After almost a year of Sam-less news, documents revealed today that settle a lawsuit between The Daily Tar Heel and the UNC System Board of Governors show that the two-part, $2.6 million settlements between board members and the Sons of Confederate Veterans (SCV) were made with no actual involvement from the five governors tasked with creating a retirement package for Silent Sam.

The settlement revealed that four people—SCV attorney Boyd Sturges, UNC System attorneys Ripley Rand and Tom Shanahan, and Clayton Somers, UNC-Chapel Hill’s vice chancellor of public affairs—were the ones behind the settlements. Jim Holmes, one of the members of the governors’ committee to find a solution for Sam, initially asked Somers to participate. 

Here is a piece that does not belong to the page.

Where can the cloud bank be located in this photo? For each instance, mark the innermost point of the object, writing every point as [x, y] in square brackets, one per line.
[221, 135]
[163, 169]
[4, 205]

Somers knew Sturges personally before they began talks, presumably from attending Wake Forest University School of Law at the same time. Somers also has ties to Republican lawmakers: he was N.C. House Speaker Tim Moore’s top aide from 2015 to 2017.

If you’ve forgotten all about the monument to white supremacy that protestors toppled in 2018, here’s a sorta-quick run-down: a few months after Silent Sam ate dirt, UNC-Chapel Hill tried to allot millions of dollars to put the Confederate monument in a museum; the Board of Governors voted down the idea, and appointed five members to help UNC come up with something better. In November 2019, news broke of a settlement between the UNC System and the neo-Confederate SCV, which—rightfully—made a lot of people mad.

In the aftermath, the five governors ostensibly involved in brokering the deal penned an op-ed in the News & Observer, where a second settlement came to light that was $1 short of requiring approval from the state attorney general, Democrat Josh Stein, which—again, rightfully—made a lot of people mad. The Daily Tar Heel‘s parent company sued the board over the shady deals. In early 2020, the largest settlement was vacated; the other wasn’t, and the SCV ended up keeping around $82,000 because of its legal expenses.

The February 1 documents reveal that the Board of Governors actually didn’t violate any open meetings laws, because no member of the Board of Governors was involved in crafting the deal. Testimony reported by The Daily Tar Heel revealed that the five governors who “penned” the op-ed didn’t actually write it—UNC System Vice President for Communications Earl Whipple did, and then sent it to the others to sign. The DTH’s lawyers argue that this misled the public, and made the deal look more vetted than it actually was.

So, the UNC System didn’t technically break the law, since no public officials appear to have been involved in the settlements.

Given the abject awfulness of the settlement terms, it really begs the question of why not.